Glaukom oder nicht?

  • Ich habe seit vielen Jahren Probleme mit meinen Augen und hoffe hier im Forum Leute zu finden, denen es vielleicht ähnlich ergangen ist oder die mir weiterhelfen können. Hier meine Geschichte:


    Vor ca. 8 Jahren ging es noch unscheinbar los. Ich bekam einen dunklen, kleinen Punkt im linken, oberen Teil meines rechten Auges, aber so klein und nur in bestimmten Situationen warhnembar, dass es mir keine Sorgen bereitete. Etwa 1 Jahr später kam ein latentes flimmern auf beiden Augen dazu. Je nach Lichtverhältnissen ist dieses Flimmer mal mehr und mal weniger störend bzw. wahrnehmbar. Aber es ist seitdem immer da. Es kamen Glaskörpertrübungen und die ersten Augenarztbesuche dazu. Im Abstand von ca. 2 Jahren lies ich meine Augen durchchecken, immer mit dem Ergebnis völlig gesunder Augen, obwohl ich das Gefühl habe, dass ich ganz langsam meine Sehfähigkeit verliere. Inzwischen gibt es mehrere "Erscheinungen" in meinen Augen:


    Viele, viele Glaskörpertrübungen. Ich damit sagen, dass ich diese von den restlichen Dingen in und an meinen Augen ganz gut unterscheiden kann. Die Glaskörpertrübungen schwimmen frei im Auge durch die Gegend und verschwinden auch mal ganz aus dem Sichtfeld. Es sind so viele das fast mein ganze Gesichtsfeld damit bedeckt ist und trotzdem kann ich mehr oder weniger hindurchsehen.

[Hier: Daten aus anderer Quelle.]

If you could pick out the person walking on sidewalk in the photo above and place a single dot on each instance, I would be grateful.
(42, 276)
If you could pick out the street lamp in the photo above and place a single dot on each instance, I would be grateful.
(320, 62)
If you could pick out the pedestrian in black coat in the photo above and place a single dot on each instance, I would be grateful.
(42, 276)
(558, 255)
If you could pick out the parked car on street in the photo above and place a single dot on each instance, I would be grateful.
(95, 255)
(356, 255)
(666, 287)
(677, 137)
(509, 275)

    2. Der dunkle Punkt von dem ich Anfangs sprach hat sich in den Jahren vergrößert und hat "Auswüchse" nach unten bekommen (wie ein Riss durch mein Gesichtsfeld). Ich habe inzwischen auch zwei dieser Punkte im linken Auge. Diese Erscheinungen sind zwar immer an der gleichen Stelle, aber doch irgendwie beweglich. Manchmal kann ich sie für kurze Zeit durch Augenbewegungen leicht versetzen, auch wenn sie sehr schnell wieder an ihrer ursprünglichen Stelle sind. Anders als die Glaskörpertrübungen werden sie nicht im Laufe der Jahre undeutlicher, sondern werden auch durch das "Wachstum" bedingt immer deutlicher. Es macht für mich den Eindruck, es wäre etwas das auf meiner Linse sitzt und nicht wie die Trübungen in meinen Augen herumschwimmt. Im hellen ist der Bereich als dunkle Stelle sichtbar und im dunkeln sehe ich sie bei Augenbewegungen wie als hätte ich eine Glasscheibe mit einem Sprung oder Riss darin. An der Stelle des "Risses" ist also nicht durchzuschauen, an der Stelle ist es "matt", ähnlich wie Milchglas.

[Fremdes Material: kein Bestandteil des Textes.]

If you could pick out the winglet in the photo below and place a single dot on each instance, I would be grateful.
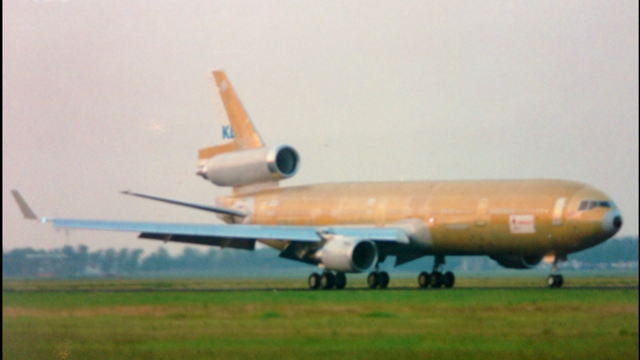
(26, 210)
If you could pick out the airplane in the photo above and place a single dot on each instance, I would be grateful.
(352, 227)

    3. Ich sehe "Schlieren", dunkle Bereiche, wie Schatten im ganzen Auge, vor allem an beiden oberen Rändern. Da diese Schlieren zu weit weg vom Punkt meines Sehens weg sind, kann ich nichts genaueres dazu sagen. Es wirkt als wenn ich einen Film auf den Augen hätten, in dem allerhand Dreck herumschwimmt.


    4. Das Flimmern ist immer da, mal mehr mal weniger. Am hellen Tag und draußen ist es weniger, in Innenräumen und bei Dämmerung oder im dunkeln immer stärker. Ich habe das Gefühl, als könnte ich nicht alles sehen, obwohl ich nicht wirklich sagen kann was ich nicht sehen kann. Es ist sehr schwierig zu erklären.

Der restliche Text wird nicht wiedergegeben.